Gruss: Isn’t that obvious? Of course I would be against something that can destroy your petpet.

Samson: But the lab does some good things as well. Like increasing levels and turning them into special colors.

Gruss: Having a few extra levels and a nice color won’t be any good to you if your petpet gets turned into a pile of soot.

Samson: But if your petpet gets turned into a Pile of Soot you can take it off your pet and put it back on. That changes it back to its original form.

Gruss: So are you saying that you would let me zap you with a highly dangerous ray if I told you that I could make you turn back into your original form?

Samson: Good point. So... what are you going to do about the lab?

Gruss: Try and shut it down. However, attempts to do that so far have proved futile. We also tried to discourage people from using it, but no one listened.

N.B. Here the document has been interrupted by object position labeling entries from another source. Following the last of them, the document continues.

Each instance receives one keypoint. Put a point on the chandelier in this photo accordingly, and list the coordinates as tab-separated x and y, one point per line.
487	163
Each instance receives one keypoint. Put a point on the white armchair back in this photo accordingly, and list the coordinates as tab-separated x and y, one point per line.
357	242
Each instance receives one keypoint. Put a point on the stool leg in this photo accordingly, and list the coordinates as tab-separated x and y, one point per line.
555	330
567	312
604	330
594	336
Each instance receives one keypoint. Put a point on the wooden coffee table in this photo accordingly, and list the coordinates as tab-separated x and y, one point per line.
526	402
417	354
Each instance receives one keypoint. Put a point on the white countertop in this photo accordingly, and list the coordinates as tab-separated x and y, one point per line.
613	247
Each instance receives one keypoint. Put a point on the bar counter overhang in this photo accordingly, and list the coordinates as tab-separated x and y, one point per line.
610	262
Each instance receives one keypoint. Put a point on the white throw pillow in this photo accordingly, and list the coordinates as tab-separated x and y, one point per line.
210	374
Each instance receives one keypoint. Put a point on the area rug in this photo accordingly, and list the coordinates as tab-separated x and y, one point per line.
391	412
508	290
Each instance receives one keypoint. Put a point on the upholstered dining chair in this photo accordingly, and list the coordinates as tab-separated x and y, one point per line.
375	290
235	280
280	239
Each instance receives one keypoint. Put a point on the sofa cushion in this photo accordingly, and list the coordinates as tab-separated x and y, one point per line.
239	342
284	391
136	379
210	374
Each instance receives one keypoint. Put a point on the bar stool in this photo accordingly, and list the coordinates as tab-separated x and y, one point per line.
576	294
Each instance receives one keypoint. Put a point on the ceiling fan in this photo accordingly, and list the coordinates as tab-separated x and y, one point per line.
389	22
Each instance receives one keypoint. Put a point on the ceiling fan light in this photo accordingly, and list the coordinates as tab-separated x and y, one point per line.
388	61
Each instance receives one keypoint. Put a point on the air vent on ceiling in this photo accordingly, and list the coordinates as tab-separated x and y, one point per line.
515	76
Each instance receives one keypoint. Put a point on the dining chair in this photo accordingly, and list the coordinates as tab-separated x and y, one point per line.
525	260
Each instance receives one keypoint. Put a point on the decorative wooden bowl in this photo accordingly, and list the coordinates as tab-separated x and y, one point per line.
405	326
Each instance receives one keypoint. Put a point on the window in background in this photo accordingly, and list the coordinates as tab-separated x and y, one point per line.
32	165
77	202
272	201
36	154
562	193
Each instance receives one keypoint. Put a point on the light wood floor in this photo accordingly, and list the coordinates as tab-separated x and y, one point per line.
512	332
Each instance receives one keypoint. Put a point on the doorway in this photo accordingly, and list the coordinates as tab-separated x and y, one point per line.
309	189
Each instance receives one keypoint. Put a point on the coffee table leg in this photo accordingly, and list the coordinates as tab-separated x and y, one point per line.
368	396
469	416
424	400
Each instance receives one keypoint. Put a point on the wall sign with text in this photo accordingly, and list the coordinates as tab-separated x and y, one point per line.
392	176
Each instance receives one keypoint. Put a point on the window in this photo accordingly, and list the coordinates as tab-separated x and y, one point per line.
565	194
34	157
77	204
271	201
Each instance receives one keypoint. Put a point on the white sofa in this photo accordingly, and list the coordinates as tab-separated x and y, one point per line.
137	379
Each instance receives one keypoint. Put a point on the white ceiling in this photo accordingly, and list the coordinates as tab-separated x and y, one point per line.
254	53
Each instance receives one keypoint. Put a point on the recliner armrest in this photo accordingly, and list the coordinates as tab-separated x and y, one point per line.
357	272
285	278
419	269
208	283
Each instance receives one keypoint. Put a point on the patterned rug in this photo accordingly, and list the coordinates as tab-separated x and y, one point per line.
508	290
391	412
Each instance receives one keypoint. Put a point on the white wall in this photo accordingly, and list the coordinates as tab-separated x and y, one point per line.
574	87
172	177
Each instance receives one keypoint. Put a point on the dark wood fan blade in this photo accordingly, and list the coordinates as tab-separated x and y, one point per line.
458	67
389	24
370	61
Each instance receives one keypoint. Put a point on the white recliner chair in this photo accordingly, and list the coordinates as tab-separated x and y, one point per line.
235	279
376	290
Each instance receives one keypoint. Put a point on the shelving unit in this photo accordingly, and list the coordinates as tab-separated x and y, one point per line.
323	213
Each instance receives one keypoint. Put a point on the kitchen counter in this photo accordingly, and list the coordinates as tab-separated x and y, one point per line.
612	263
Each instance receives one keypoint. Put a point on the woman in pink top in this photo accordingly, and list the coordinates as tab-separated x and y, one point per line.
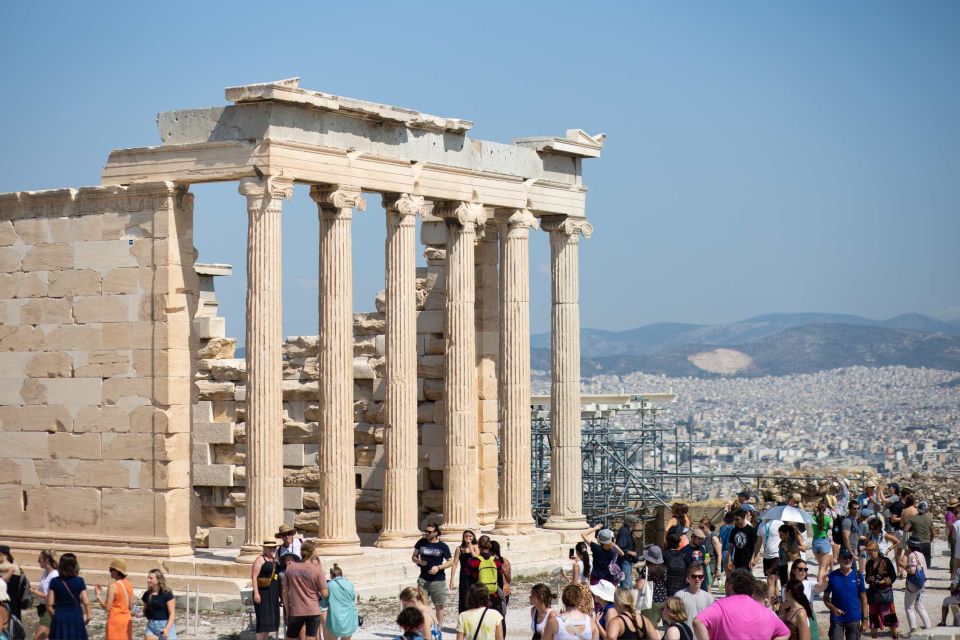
738	615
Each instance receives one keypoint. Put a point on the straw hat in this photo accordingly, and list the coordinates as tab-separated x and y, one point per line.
604	590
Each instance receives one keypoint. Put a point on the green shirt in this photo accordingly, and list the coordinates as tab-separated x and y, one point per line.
827	523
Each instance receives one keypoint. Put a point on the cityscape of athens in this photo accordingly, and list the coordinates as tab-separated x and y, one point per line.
488	321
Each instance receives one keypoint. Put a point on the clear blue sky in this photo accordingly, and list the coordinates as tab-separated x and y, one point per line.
762	157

Samson: What have you used to discourage people from wanting to use it?

Gruss: Disqualifying zapped petpets from the PPL award and contaminating the petpet puddle so that zapped petpets can’t be painted.

Samson: So that’s why zapped petpets can’t be zapped?

Gruss: Yup. About a day after the lab was found our scientists developed a chemical that would stop petpet paint brushes affecting zapped petpets. We sent a team of PBP (Paint Brush Professionals) to put the chemical in the petpet puddle. So far it has worked.

Samson: So even after all these warnings why do you think people are still zapping their petpets?

Gruss: That’s an easy one. Avatars!! Everyone wants avatars and the way avatars are obtained is barbaric!

Samson: Not everyone is an avatar collector... what else would make then ignore your warnings?

Gruss: We have come to a sad realisation that not very many pets and owners are about the PPL award. The way they see it they weren’t going to win anyway, so what have they got to lose? And as you said, they don’t care what happens to their petpet, because if they don’t like it, they can take it off or keep zapping.

Samson: Couldn’t you make the lab illegal and fine any pet and owner that has zapped their petpet?

Gruss: We could, but it would be too hard. Millions of people have the lab by now; we would need to take on hundreds of extra staff and they would all have to be against the lab. At the moment that is proving hard to do. We already had about 20 staff members walk out because they aren’t against the lab ray.

Samson: Surely people would care that they can’t paint their petpet after it has been zapped?

Gruss: They don’t seem to care about that either. If they are zapping the petpet, why would they want to paint it? If they wanted to paint it, they could buy one of that petpet and then paint it.

Samson: Then why don’t you make some more plans to want people not want to use the petpet lab ray?

Gruss: We are out of ideas. We can’t think of anything else; our last hope was destroying some pieces of the map so that they inflate a little bit, but the 250,000 NP that it costs to get the completed map doesn’t seem to scare people of getting it.

Samson: What a shame...

Gruss: Yeah I know... Can I have my neopoints now?

Samson: Oh alright, here's your 250k. Why did you want 250k anyway?

Gruss: To buy the petpet lab ray of course. I always wanted to be a Pile of Soot.

And so that pretty much sums up PPL’s reply to the petpet lab ray. Gruss McGruslen was against it and its creator, Kooth O’Kookith, and he told us the dangers, but he still wants to use it. So the way we (Tim and Carlin) see it, go and use the ray. If PPL’s founder uses it, then why not?

Happy Zapping!!

**Please note: About an hour after the article was published, Gruss McGruslen was turned into a Pile of Soot and was never heard of again.